There are now more Hispanics in the country than blacks. While many younger Hispanics speak English, the 2000 Census found many Hispanics still speak Spanish at home.

The Census reported that one in three of America’s 38 million Hispanics is under age 18.

According to the panelists, Hispanics use drugs at higher rates than other groups.

Walters cited the 2002 Monitoring the Future Study that found Hispanic eighth graders had the highest rates for using most illegal drugs, including marijuana, cocaine and heroin.

Other factors related to drug use are poverty and lack of education.

The 2002 Census reported that 21.4 percent of Hispanics live in poverty, compared to 7.8 percent of non-Hispanic whites. More than two in five Hispanics 25 and older did not graduate from high school.

Except for the language, the new campaign virtually mirrors its English counterpart, which debuted in July 1998.

Both campaigns utilize similar means to spread their message, which is spelled out on their Web sites, and The English site also contains links to information in Cambodian, Korean, Chinese and Vietnamese.

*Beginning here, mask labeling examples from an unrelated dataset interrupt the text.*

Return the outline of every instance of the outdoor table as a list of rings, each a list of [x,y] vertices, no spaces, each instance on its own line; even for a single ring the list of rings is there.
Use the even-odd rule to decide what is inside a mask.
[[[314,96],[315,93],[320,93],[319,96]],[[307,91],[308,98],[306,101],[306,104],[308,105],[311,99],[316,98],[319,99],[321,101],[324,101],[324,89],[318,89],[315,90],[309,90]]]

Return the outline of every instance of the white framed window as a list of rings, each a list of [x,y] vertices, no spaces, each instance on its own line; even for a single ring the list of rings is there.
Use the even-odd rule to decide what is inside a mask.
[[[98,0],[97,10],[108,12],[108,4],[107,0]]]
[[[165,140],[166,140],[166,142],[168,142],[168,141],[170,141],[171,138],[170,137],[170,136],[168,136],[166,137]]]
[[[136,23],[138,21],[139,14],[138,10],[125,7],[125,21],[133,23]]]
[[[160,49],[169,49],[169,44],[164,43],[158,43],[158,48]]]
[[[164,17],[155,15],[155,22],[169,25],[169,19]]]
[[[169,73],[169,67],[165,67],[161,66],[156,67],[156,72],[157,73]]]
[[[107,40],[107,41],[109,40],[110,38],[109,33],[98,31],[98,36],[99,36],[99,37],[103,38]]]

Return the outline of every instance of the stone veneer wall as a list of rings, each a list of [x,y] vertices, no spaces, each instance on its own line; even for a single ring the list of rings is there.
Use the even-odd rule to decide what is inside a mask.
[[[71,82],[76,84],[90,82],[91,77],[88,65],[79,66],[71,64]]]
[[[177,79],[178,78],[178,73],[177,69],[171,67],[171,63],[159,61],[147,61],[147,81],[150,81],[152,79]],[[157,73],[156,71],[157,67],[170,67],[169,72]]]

Roy J. Bostock, chairman of the Partnership for a Drug-Free America, said the Hispanic version is more than a mere translation.

“Reaching Hispanic audiences is not just about communicating in Spanish. It’s about connecting them culturally with a message,” he said.

The three Spanish language TV ads highlight the influence families can have in keeping kids off drugs. The snappy public service announcements depict parents and extended family members who are interested and involved in children’s lives.

Bostock said all teens are less likely to use marijuana if they know their parents have strong feelings against it. Parental attitudes may be more important among Hispanics, who traditionally place a greater emphasis on family, he added.

Campaign press materials cited a 2002 survey in which 89 percent of Latinos agreed that relatives are more important than friends, compared to 67 percent of whites and 68 percent of African Americans.